Nell’anno 1311, Abubakari II dominava già su buona parte di quello che a breve sarebbe diventato un impero che, alla sua massima estensione, sarebbe stato secondo solo all’impero mongolo tra i contemporanei. Un territorio esteso dalle sponde dell’Oceano Atlantico a ovest, fino all’inarcamento del fiume Niger a est; dalle foreste a sud, fino al deserto, a nord. Era questo l’Impero del Mali, una potenza senza rivali dopo il declino dell’Impero del Ghana, che era stato poi ridotto a vassallaggio.
Ma seppur padrone di tante terre, Abubakari II aveva definitivamente volto lo sguardo verso il mare, di cui desiderava raggiungere il confine. Così, in seguito a una prima fallita spedizione, decise di guidare egli stesso un’imponente flotta verso l’ignoto.
Prima di partire, come era costume quando un sovrano si allontava dalla sede del potere, nominò un reggente: il suo consigliere Musa, il cui nonno fu nipote del fondatore dell’Impero, Sundjata Keïta. Abubakir II però non fece mai ritorno alla sua corte, pertanto nel 1312 salì al trono Mansa Musa I (Mansa è traducibile come “sultano” o “imperatore”).
Mansa Musa I era un uomo devoto, all’Islam e alla sua patria. Come il suo predecessore aveva dei chiari piani in mente; piani che lasceranno un’impronta nell’immaginazione e nello scenario socioeconomico dei suoi contemporanei.
Va a questo punto precisato che l’Impero del Mali non era solo una potenza militare, bensì una terra prospera, che aveva accumulato grandi ricchezze attraverso l’estrazione e il commercio di sale e oro. In tutta probabilità nessuno al mondo poteva stare al passo con la macchina di produzione che era questo paese, e presto il mondo l’avrebbe riconosciuto.

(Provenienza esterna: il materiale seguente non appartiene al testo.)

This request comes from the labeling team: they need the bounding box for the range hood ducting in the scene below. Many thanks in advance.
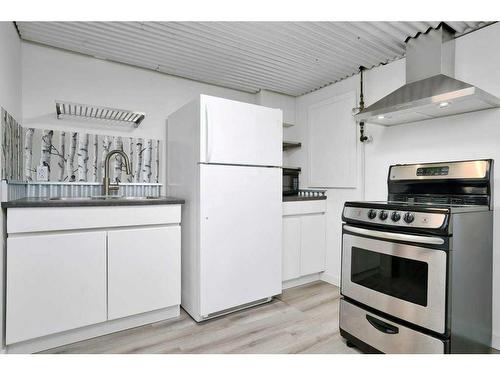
[355,24,500,126]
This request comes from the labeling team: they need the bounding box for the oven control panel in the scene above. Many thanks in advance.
[344,207,446,229]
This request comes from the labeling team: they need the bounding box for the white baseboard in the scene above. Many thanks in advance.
[491,333,500,350]
[321,272,340,287]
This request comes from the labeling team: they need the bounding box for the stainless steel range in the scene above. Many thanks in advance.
[340,160,493,353]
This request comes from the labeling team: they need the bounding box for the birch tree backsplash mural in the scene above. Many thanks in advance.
[1,109,161,183]
[23,128,160,183]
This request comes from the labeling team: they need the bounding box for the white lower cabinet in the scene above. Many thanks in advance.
[108,226,181,319]
[6,231,106,345]
[283,200,326,281]
[6,205,181,349]
[300,213,326,275]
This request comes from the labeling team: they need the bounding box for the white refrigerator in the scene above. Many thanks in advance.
[167,95,283,321]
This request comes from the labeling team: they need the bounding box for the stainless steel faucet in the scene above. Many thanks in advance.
[102,150,130,195]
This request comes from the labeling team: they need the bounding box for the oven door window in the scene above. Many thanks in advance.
[351,247,429,306]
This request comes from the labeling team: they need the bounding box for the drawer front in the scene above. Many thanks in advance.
[7,204,181,234]
[340,299,445,354]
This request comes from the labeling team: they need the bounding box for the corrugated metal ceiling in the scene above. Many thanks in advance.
[17,22,492,96]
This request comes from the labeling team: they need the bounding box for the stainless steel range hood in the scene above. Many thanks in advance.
[355,24,500,126]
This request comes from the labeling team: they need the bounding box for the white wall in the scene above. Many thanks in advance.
[22,42,255,187]
[0,22,22,351]
[365,23,500,348]
[0,22,22,122]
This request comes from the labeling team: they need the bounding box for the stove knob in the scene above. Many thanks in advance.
[378,211,388,220]
[403,212,415,224]
[391,212,401,222]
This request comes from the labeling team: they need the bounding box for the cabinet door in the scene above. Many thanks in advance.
[6,232,106,344]
[300,214,326,275]
[283,216,300,281]
[108,226,181,320]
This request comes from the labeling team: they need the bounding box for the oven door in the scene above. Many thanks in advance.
[341,225,447,334]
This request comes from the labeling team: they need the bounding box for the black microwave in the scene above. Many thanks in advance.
[283,168,300,195]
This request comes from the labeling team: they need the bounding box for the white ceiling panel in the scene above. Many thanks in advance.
[16,21,492,96]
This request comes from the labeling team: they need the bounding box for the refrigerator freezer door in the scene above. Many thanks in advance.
[200,95,283,167]
[200,165,282,317]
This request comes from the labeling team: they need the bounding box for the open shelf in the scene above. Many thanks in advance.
[283,141,302,151]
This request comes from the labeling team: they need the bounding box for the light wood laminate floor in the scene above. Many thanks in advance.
[45,281,359,353]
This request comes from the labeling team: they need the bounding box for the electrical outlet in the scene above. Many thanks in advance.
[36,165,49,181]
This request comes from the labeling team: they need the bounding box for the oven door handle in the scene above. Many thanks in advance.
[344,225,444,245]
[366,314,399,335]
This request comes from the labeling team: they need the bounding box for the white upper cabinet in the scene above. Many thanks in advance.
[307,91,357,188]
[200,95,283,166]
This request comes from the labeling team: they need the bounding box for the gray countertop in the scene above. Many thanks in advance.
[2,197,185,208]
[283,195,326,202]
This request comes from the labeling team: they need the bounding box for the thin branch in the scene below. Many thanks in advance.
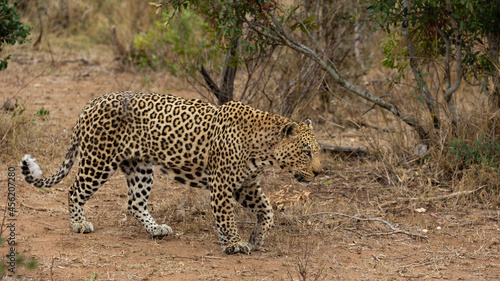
[379,185,485,209]
[300,212,429,241]
[401,0,441,130]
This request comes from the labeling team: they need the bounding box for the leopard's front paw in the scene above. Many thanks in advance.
[223,241,252,255]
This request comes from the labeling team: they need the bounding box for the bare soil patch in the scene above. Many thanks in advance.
[0,47,500,280]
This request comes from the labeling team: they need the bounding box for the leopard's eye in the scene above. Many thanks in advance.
[302,149,312,158]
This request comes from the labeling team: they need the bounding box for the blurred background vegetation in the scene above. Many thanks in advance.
[2,0,500,202]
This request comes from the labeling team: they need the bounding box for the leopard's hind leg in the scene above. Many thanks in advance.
[68,160,118,233]
[120,159,173,237]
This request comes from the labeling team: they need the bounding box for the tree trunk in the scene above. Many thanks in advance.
[217,37,240,105]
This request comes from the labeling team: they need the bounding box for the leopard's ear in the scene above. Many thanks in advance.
[280,122,299,139]
[302,119,313,130]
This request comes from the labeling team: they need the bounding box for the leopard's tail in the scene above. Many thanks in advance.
[20,133,79,187]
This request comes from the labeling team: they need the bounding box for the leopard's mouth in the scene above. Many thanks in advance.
[293,174,311,183]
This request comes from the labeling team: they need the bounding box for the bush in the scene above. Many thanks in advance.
[131,10,220,74]
[0,0,30,70]
[450,134,500,168]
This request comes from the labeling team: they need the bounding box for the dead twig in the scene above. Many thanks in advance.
[372,254,415,261]
[21,203,47,212]
[300,212,429,241]
[379,185,486,209]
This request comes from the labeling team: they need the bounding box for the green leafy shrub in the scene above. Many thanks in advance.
[450,134,500,168]
[0,0,30,70]
[131,9,219,74]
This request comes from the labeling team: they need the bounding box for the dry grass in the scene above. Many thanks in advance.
[0,1,500,280]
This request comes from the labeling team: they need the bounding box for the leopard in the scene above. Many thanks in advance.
[20,91,322,254]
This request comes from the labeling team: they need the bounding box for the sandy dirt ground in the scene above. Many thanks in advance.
[0,47,500,280]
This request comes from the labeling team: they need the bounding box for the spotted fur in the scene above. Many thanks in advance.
[21,92,320,254]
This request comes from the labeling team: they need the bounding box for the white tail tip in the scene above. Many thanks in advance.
[23,154,42,179]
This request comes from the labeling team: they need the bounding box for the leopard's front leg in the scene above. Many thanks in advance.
[210,185,251,255]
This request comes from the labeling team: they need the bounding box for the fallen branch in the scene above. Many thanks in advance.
[300,212,429,241]
[372,254,415,261]
[379,185,485,209]
[21,203,47,212]
[319,142,368,157]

Tra il 1324 e il 1325 Mansa Musa onora il quinto pilastro dell’Islam intraprendendo lo Hajj, il pellegrinaggio alla Moschea della Mecca, la città più sacra ai fedeli musulmani. Lo compie però come si addice a un Mansa del Mali: al suo seguito vi sono 60,000 uomini, di cui 12,000 schiavi (tra questi 500 erano servi personali dell’imperatore e portavano bastoni decorati in oro), tutti vestiti di broccato e seta dalla Persia; inoltre, 80 cammelli, ciascuno con un carico d’oro di quasi 150 kg, e altre centinaia carichi di viveri e tessuti. Si dice che chi si fermava a osservare questa impressionante processione avrebbe potuto attendere dall’alba al tramonto senza vederne la fine.
Lungo il percorso, Mansa Musa regalava oro ai poveri e spendeva cifre esorbitanti nei mercati. Una volta giunto al Cairo donò 50,000 dinari d’oro al sultano, in un gesto d’amicizia che fu ricambiato con un trattamento da re durante il soggiorno di tre mesi; a Mansa Musa fu riservato un intero palazzo e lodi oltre misura.
Giunto in Arabia l’imperatore acquistò terreni e alloggi perchè altri maliani potessero compiere lo stesso pellegrinaggio. Fu mosso dai monumenti e dagli edifici sacri e, oltre ai mercanti, al suo ritorno in patria portò accademici e architetti arabi.
A Musa si devono beni culturali come la moschea di Goa e l’ampliamento di quella di Sankoré a Timbuktu, che divenne un’università prestigiosa e che avrebbe presto insegnato a migliaia di studenti (con una collezione di manoscritti seconda in Africa solo alla biblioteca di Alessandria).
I progetti dell’imperatore del Mali avevano sortito l’effetto desiderato. In precedenza questa regione era considerata, nel mondo islamico, una terra secondaria, di frontiera. Ma questa impresa (assieme a quelle militari, che non furono indifferenti, e commerciali) la pose tra i più alti ranghi dell’epoca. Una forza sì militare, ma anche culturale ed economica, la cui fama si propagò in ogni direzione.
È difficile tradurre in termini moderni le risorse che poteva vantare Musa I (basti pensare che durante il suo pellegrinaggio elargì talmente tanto oro da causare un crollo nel valore del metallo e di una conseguente recessione!), ma vengono stimate a circa $400 miliardi. Per paragone, CEO di Amazon e uomo più ricco dei nostri tempi, ha un patrimonio stimato di “solo” $150 miliardi.
Un primato che, insieme a tanti altri, ricorda al mondo le ricchezze materiali e umane dei popoli africani.